I grew up learning about America in a chapter or two in our school's history book. It said that Christopher Columbus sailed across the seas. Through shear luck, he discovered the new world. When he reached the land, he greeted the inhabitants as Indians. The book went on to describe him as a heroic navigator and trader. That's the image I had ingrained in my mind.
Years later, I made the trip to this new world where I am currently settled. The first five years confirmed the story. Although a few people often said, "you can't say you have discovered a place, yet found people who were living there for thousands of years." They were a minority. But then in the 2010s, the story completely changed. To the point that many states no longer celebrate Columbus day. Instead, they celebrate Indigenous People's Day.
The facts about Columbus, the man he was and the atrocities he had caused had never changed. It was the stories that had faded over time. Whether it was deliberate or not, Columbus became a hero in history.
The story behind the 1860s American dollar bills might go the same way. So it's important to be clear about it right now. Two or three hundred years from now, we will look at the cotton pickers of yesteryear and think, they were not slaves but the most important workers of American society.
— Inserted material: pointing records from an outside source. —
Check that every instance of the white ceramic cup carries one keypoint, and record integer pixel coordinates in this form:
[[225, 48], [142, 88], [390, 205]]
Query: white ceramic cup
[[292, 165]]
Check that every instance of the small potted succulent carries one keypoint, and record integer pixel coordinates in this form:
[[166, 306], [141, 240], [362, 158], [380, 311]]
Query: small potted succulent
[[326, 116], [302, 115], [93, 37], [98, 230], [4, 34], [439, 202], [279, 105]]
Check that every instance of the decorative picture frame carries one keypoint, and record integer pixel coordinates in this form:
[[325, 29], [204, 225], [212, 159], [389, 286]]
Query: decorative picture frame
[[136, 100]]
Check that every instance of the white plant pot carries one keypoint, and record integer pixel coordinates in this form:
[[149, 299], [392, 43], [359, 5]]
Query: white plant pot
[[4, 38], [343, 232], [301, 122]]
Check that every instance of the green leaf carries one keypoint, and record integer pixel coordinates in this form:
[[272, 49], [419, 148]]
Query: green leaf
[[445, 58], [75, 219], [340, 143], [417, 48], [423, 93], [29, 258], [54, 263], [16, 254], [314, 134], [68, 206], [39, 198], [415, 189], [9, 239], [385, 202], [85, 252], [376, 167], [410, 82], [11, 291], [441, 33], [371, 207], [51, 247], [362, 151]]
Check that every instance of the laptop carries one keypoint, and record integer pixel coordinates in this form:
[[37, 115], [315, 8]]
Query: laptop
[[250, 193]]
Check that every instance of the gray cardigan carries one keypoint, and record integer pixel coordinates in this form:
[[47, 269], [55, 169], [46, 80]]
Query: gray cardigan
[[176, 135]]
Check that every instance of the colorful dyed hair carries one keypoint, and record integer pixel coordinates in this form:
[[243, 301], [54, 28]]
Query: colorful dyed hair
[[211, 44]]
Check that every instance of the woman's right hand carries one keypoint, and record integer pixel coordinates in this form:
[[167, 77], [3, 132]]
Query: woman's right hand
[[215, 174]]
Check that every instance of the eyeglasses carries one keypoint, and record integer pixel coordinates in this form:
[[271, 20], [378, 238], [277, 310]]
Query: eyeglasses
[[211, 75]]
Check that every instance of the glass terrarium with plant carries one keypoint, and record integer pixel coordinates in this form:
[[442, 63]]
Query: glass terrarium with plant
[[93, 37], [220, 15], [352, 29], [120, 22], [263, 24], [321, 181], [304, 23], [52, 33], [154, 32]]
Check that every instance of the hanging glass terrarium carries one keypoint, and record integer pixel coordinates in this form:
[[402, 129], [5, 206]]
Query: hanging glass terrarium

Why would we put them on the currency if not to celebrate them? They were important indeed. I would even say, the most important. To the point that the country went to war just to keep them as slaves.
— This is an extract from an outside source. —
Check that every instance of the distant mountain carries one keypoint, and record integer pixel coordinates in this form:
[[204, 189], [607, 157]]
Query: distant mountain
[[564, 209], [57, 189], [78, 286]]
I can't help but think about the brave new cotton pickers of our modern society. The essential workers. When the entire country shutdown because of the virus, only they were allowed to go to work and keep our society from collapsing.
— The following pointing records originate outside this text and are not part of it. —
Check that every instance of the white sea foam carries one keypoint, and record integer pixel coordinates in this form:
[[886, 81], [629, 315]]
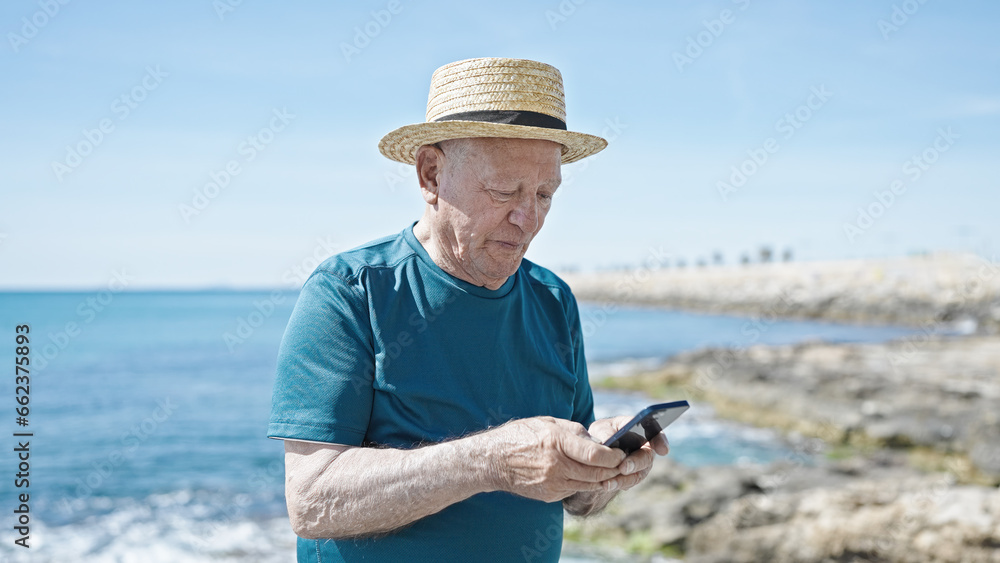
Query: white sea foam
[[177, 527]]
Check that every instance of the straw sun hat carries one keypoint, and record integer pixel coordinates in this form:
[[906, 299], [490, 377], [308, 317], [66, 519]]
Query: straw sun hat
[[510, 98]]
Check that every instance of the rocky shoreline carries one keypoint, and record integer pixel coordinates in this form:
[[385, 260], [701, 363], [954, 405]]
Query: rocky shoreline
[[899, 442], [939, 292], [911, 435]]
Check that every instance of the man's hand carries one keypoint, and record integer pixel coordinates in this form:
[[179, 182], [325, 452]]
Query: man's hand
[[632, 469], [549, 459]]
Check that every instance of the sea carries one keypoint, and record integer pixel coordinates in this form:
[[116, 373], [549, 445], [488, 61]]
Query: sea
[[147, 414]]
They are the store clerk who stocks the shelves and bags your groceries. They are the warehouse worker who packages your online purchase and ships it to you. They are the janitor who keeps the subway clean and sanitized. They are the healthcare worker who has to take care of the sick. They are the people that keep us going until we figure out what to do with the pandemic.
America celebrates these essential workers. There are long commercials made for the sole purpose of thanking them. There are billboards, posters, bracelets. All in the name of thanking these brave people. In Ralphs grocery stores, every hour the music is interrupted, and a voice reminds people to practice social distancing. Then it thanks the essential workers while shoppers give them a standing ovation. The only thing missing here is a livable wage and good health insurance.
Despite all the praises, these workers are not receiving any special relief for their work. In fact, they might be the most at risk. Not only they have a low pay, but because of it they can't stay home. They have to work to survive. We need them, yet we won't allow them to make a decent living.
They are the cotton pickers in our future ten dollar bills. One day, history may tell us that we celebrated them, that they were brave. But it might just omit the fact that they weren't being compensated for it. The 1860s ten dollar bill was not celebrating people. It was depicting important assets of the time. Cotton and slaves.
Unless we reward them for their work, the essential worker is just that, an important asset of our time. Service and cheap labor.